Application developers have a number of options to interface with Impala. The core development language with Impala is SQL. You can also use Java or other languages to interact with Impala through the standard JDBC and ODBC interfaces used by many business intelligence tools. For specialized kinds of analysis, you can supplement the Impala built-in functions by writing user-defined functions in C++ or Java.

You can connect and submit requests to the Impala through:

  • The impala-shell interactive command interpreter
  • The Hue web-based user interface
  • JDBC
  • ODBC

Each impalad daemon process, running on separate nodes in a cluster, listens to several ports for incoming requests:

  • Requests from impala-shell and Hue are routed to the impalad daemons through the same port.
  • The impalad daemons listen on separate ports for JDBC and ODBC requests.

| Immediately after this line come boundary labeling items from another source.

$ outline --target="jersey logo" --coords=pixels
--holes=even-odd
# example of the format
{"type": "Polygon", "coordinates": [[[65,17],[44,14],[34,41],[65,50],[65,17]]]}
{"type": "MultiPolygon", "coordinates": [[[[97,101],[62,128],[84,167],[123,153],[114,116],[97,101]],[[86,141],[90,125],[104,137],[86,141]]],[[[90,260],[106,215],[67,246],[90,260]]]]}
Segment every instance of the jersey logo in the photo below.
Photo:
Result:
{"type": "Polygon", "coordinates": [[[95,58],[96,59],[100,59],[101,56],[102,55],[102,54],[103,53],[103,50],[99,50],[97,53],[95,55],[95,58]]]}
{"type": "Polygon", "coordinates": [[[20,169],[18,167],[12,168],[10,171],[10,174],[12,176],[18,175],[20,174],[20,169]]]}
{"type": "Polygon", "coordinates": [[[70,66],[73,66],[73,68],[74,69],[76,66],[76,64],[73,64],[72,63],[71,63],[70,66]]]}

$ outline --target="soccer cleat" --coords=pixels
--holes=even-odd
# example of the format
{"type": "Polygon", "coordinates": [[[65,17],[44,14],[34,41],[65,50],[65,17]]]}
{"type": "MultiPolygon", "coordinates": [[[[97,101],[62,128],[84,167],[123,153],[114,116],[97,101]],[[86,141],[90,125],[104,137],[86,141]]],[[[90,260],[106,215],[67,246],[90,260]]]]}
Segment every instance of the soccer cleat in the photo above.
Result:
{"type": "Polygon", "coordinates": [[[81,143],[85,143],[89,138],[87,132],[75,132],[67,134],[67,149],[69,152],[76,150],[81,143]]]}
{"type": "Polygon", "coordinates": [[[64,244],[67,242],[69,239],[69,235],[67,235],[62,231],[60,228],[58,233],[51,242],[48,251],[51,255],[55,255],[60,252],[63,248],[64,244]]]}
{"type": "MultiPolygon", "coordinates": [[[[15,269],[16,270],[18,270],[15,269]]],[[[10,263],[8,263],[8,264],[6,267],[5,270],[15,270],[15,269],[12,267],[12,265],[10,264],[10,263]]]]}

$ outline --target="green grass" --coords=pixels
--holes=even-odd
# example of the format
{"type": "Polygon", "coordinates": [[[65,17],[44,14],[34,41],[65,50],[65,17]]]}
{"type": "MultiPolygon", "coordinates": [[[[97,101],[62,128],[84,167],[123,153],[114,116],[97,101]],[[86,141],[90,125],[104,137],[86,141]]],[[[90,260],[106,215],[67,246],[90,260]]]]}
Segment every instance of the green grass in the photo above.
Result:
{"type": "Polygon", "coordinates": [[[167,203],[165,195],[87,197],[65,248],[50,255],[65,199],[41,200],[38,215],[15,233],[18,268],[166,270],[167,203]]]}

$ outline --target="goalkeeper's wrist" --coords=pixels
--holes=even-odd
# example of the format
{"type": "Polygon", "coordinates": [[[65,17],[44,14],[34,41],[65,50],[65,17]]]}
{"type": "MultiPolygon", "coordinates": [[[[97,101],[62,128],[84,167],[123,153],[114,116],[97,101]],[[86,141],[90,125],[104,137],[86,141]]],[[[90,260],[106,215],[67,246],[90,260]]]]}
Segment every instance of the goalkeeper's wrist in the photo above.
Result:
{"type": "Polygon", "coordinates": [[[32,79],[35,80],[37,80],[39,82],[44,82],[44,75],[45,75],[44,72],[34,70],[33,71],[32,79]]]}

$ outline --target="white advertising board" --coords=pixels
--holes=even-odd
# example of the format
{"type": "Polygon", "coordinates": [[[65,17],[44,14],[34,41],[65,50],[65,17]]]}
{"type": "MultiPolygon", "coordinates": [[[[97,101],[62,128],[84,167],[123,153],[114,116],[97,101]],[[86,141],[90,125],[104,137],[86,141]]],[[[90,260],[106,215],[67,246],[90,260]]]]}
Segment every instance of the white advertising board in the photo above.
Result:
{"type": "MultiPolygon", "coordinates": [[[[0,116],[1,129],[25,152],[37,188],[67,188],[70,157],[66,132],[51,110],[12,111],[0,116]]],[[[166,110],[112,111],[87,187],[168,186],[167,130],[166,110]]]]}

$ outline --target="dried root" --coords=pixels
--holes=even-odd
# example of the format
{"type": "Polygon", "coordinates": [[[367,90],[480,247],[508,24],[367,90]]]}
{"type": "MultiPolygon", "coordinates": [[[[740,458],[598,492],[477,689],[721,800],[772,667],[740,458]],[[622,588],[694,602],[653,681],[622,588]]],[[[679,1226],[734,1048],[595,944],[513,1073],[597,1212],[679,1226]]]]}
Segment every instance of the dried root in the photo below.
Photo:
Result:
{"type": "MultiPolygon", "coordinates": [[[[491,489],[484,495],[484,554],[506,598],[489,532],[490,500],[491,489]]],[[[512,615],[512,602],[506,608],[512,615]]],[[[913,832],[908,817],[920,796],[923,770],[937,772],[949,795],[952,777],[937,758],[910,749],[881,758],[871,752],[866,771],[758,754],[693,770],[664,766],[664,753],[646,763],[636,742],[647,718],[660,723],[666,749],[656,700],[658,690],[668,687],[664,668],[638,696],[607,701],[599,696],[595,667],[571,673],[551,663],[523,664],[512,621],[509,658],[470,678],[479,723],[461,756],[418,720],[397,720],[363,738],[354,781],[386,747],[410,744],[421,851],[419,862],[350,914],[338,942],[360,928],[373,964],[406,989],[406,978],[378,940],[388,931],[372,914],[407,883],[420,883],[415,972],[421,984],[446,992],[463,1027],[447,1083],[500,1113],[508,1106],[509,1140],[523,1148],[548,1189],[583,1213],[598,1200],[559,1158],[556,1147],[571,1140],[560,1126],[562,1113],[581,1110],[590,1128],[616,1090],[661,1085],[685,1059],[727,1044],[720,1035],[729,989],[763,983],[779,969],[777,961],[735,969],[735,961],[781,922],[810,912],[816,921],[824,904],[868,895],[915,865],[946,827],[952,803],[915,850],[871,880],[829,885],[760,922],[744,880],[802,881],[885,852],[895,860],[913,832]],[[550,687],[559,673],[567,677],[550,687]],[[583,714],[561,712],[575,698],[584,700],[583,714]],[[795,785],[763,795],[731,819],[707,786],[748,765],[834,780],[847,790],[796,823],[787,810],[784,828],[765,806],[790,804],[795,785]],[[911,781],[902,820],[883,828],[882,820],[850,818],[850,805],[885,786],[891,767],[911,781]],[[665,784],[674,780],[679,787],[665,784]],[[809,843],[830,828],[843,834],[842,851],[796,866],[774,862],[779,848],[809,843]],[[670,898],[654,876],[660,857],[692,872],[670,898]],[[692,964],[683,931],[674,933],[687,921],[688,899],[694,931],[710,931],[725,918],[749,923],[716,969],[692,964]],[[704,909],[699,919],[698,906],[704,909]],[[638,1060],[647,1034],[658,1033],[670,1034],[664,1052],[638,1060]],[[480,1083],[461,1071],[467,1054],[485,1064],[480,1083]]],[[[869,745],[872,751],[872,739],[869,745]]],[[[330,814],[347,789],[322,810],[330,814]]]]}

Impala Startup Options for Client Connections

The following options control client connections to Impala.

--fe_service_threads
Specifies the maximum number of concurrent client connections allowed. The default value is 64 with which 64 queries can run simultaneously.

If you have more clients trying to connect to Impala than the value of this setting, the later arriving clients have to wait for the duration specified by --accepted_client_cnxn_timeout. You can increase this value to allow more client connections. However, a large value means more threads to be maintained even if most of the connections are idle, and it could negatively impact query latency. Client applications should use the connection pool to avoid need for large number of sessions.

--accepted_client_cnxn_timeout
Controls how Impala treats new connection requests if it has run out of the number of threads configured by --fe_service_threads

If --accepted_client_cnxn_timeout > 0, new connection requests are rejected if Impala can't get a server thread within the specified (in seconds) timeout.

If --accepted_client_cnxn_timeout=0, i.e. no timeout, clients wait indefinitely to open the new session until more threads are available.

The default timeout is 5 minutes.

The timeout applies only to client facing thrift servers, i.e., HS2 and Beeswax servers.